Por: Nicolau Trevisani

Existe uma pergunta que me acompanha há muitos anos: que tipo de profissional o futebol precisará daqui a dez anos?

Durante muito tempo, a especialização foi o principal caminho para quem queria crescer no esporte. O treinador buscava ser um treinador melhor. O scout, um scout melhor. O psicólogo, um psicólogo melhor.

Esse movimento foi fundamental para a evolução do jogo.

Mas quanto mais estudava futebol, mais percebia que os grandes problemas da alta performance dificilmente pertenciam a uma única área do conhecimento.

Uma contratação envolve comportamento humano, leitura de contexto, análise de desempenho, projeção de potencial e estratégia organizacional.

O desenvolvimento de um atleta depende da interação entre aspectos técnicos, táticos, físicos, psicológicos, sociais e culturais.

Uma decisão tomada por uma comissão técnica nunca é apenas uma decisão tática. Ela também envolve liderança, comunicação, gestão de pessoas, cultura e risco.

O futebol é complexo porque a tomada de decisão é complexa.

Foi essa percepção que começou a transformar minha carreira.

Por volta de 2010, nas conversas e aulas do professor João Paulo Medina, fundador da Universidade do Futebol, fui provocado por uma ideia que nunca mais me deixou: talvez estudar futebol significasse, antes de tudo, aprender a questionar os paradigmas através dos quais enxergamos o próprio jogo.

Desde então, essa inquietação passou a orientar minhas escolhas.

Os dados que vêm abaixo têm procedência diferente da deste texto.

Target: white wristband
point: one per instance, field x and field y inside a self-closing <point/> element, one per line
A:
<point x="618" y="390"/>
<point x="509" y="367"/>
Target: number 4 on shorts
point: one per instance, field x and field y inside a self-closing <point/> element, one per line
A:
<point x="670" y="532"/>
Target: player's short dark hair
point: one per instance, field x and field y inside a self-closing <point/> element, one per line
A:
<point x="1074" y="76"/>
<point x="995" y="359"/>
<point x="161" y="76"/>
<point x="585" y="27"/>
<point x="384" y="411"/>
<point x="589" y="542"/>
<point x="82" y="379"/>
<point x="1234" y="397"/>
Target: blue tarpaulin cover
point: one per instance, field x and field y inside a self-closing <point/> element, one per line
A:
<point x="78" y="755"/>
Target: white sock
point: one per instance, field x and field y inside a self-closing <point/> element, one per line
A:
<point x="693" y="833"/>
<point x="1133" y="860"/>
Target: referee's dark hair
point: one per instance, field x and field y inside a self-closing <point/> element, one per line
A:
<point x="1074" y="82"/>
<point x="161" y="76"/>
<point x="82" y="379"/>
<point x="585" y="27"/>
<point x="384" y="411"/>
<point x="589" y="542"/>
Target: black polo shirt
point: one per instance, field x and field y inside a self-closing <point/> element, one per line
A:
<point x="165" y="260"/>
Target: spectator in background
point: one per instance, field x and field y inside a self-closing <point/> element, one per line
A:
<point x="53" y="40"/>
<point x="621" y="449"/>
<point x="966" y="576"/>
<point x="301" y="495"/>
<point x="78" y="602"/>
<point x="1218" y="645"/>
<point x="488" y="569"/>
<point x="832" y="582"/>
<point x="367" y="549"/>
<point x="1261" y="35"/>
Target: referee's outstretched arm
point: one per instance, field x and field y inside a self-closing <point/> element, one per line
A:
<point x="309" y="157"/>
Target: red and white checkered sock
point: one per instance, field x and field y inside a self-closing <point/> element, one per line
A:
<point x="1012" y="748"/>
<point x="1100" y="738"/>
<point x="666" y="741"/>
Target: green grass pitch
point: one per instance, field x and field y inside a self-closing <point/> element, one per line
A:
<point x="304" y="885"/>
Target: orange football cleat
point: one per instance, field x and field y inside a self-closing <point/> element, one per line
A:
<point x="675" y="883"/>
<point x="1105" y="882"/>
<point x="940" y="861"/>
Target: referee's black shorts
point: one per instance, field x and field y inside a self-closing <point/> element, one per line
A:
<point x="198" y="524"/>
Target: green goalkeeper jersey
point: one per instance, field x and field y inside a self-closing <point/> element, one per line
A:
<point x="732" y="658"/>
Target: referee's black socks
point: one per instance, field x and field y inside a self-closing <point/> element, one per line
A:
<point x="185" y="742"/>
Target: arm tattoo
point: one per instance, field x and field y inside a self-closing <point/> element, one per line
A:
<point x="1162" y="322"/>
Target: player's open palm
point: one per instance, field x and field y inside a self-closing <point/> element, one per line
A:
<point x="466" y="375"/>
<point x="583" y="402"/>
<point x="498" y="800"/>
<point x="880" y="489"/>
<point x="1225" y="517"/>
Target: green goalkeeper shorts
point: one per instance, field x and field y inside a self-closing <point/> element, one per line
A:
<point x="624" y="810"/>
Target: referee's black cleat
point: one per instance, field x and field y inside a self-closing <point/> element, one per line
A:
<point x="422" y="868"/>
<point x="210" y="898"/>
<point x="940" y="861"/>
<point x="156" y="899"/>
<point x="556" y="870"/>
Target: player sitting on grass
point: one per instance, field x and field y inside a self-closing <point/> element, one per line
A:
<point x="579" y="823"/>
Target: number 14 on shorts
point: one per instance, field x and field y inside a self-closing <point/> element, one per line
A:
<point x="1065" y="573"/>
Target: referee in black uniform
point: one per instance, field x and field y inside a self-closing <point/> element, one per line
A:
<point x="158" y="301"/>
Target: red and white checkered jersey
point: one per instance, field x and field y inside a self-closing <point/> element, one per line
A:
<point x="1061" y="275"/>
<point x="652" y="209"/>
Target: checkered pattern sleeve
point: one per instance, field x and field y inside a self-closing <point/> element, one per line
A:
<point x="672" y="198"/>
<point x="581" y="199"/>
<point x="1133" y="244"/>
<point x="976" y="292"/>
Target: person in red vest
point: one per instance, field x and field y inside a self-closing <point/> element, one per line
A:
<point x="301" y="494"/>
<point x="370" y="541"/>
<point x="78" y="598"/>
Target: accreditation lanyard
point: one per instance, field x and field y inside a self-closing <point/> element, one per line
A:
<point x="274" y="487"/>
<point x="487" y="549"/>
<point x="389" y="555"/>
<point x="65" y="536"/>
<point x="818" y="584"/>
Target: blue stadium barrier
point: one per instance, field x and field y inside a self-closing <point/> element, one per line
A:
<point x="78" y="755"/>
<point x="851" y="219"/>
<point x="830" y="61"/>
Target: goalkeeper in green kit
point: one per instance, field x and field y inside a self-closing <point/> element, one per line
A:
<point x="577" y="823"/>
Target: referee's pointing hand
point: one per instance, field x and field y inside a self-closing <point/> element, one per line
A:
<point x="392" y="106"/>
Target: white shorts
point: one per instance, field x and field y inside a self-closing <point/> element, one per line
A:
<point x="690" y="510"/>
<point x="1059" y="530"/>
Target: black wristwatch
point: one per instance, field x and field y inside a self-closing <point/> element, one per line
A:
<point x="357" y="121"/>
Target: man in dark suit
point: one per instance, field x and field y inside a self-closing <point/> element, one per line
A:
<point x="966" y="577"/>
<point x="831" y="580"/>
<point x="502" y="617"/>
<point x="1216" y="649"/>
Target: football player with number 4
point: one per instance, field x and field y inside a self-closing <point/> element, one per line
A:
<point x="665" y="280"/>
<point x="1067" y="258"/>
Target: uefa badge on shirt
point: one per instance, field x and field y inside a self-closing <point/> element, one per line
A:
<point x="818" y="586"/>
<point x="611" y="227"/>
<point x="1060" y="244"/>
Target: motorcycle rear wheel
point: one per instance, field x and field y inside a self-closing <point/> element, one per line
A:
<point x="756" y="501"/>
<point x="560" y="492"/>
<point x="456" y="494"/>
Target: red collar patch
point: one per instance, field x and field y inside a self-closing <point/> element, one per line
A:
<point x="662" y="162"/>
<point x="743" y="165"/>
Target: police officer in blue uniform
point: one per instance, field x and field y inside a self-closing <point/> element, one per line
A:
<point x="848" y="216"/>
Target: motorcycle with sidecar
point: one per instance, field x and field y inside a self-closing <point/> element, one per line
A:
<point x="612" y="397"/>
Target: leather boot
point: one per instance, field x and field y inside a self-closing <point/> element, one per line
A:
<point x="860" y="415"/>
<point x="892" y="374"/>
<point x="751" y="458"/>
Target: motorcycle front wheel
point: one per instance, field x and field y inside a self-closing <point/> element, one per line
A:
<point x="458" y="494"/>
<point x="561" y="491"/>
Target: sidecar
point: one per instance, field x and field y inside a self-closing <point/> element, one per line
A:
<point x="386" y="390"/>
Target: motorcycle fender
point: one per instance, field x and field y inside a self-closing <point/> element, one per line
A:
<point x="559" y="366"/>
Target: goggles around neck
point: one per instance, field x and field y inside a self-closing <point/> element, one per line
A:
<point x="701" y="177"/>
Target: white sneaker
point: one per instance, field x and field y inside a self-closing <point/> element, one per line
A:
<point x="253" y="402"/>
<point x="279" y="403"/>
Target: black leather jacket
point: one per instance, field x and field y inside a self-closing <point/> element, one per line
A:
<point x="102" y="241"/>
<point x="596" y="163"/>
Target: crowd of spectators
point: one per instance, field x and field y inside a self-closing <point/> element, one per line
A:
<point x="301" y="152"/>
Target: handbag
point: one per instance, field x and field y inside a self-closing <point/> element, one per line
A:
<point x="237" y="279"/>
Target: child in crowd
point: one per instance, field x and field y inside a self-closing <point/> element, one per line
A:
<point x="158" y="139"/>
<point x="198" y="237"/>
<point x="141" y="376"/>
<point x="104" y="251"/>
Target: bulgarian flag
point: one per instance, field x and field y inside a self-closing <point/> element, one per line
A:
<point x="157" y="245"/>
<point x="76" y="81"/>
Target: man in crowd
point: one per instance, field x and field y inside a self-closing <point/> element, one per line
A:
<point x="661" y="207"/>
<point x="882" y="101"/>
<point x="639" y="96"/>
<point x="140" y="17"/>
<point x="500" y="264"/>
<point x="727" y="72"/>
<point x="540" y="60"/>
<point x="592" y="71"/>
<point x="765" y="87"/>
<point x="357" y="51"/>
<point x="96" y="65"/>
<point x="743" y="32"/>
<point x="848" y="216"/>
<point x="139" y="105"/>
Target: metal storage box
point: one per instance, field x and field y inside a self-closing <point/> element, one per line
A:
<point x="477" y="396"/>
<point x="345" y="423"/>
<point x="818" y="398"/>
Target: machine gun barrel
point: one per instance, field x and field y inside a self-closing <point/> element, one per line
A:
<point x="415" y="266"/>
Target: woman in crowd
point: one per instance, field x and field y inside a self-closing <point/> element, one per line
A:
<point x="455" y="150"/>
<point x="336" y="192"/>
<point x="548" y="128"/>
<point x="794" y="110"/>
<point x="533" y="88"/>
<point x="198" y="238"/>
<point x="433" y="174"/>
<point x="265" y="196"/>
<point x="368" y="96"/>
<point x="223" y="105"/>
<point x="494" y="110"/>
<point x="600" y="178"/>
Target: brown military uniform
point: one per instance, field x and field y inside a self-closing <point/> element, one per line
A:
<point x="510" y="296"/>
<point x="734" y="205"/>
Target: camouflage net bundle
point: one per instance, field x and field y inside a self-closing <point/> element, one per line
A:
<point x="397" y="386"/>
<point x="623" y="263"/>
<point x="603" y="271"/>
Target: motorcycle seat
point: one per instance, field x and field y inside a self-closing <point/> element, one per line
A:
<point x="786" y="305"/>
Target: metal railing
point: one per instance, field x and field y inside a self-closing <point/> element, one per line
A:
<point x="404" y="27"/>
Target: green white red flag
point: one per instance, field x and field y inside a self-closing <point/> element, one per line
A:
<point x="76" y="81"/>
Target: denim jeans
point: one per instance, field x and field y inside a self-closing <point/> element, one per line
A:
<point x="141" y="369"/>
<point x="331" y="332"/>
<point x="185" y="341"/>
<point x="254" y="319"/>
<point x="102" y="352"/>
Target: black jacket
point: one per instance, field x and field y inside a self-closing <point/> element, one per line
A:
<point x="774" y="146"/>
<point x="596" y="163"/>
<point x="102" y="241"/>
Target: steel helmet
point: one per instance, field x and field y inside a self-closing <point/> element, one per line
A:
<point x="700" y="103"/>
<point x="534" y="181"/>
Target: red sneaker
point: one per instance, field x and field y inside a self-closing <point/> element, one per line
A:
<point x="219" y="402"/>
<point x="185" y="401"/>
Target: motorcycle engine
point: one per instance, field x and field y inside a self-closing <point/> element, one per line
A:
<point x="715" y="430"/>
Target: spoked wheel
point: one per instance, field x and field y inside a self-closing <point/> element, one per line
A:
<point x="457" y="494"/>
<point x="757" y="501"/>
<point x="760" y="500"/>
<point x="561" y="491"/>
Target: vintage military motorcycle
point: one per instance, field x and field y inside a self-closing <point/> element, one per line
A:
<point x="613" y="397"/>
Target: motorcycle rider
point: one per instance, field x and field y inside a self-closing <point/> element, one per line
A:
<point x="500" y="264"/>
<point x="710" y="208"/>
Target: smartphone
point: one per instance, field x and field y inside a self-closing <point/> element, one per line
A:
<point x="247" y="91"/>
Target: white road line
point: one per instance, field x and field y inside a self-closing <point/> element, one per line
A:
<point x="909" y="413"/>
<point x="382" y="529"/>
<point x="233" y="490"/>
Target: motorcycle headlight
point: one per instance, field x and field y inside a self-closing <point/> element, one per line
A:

A graduação em Psicologia nunca teve como objetivo formar apenas um psicólogo do esporte. A experiência como scout e Analise de desempenho  seja no FC Dallas (atual) ou nos diferentes contextos que encontrei nos meus 7 anos de São Paulo futebol clube nunca tiveram como único objetivo apenas identificar jogadores tecnicamente. A atuação em consultorias, na Seleção Brasileira de Rugby, os estudos sobre liderança, gestão e, mais recentemente, finanças corporativas, também nunca foram experiências desconectadas entre si.

Todas fizeram parte do mesmo projeto.

Hoje percebo que minha carreira não foi construída para me transformar em especialista de uma única disciplina.

Ela foi construída para compreender como pessoas, equipes e organizações tomam decisões em ambientes de alta performance e como construir contextos e escolher pessoas para que essas decisões sejam cada vez mais assertivas em diferentes áreas.

O futebol tornou-se o principal laboratório dessa investigação.

Talvez seja por isso que cada vez mais me interesso pelas conexões entre psicologia, liderança, scouting, ciência de dados, metodologia de treino, gestão e cultura organizacional.

Não porque eu acredite que um profissional precise dominar tudo.

Mas porque acredito que os maiores avanços acontecem justamente quando diferentes áreas começam a dialogar.

Esse é, inclusive, o exercício que procuro fazer ao escrever.

Não busco oferecer respostas definitivas.

Busco formular perguntas que talvez ainda não estejamos fazendo.

Se o futebol está em constante evolução, talvez nossa responsabilidade não seja apenas acompanhar essa evolução, mas tentar compreender quais serão os próximos paradigmas que transformarão a forma como pensamos o jogo.

É essa reflexão que procuro construir em cada artigo.

Porque acredito que o papel de quem estuda o futebol não é apenas explicar o presente.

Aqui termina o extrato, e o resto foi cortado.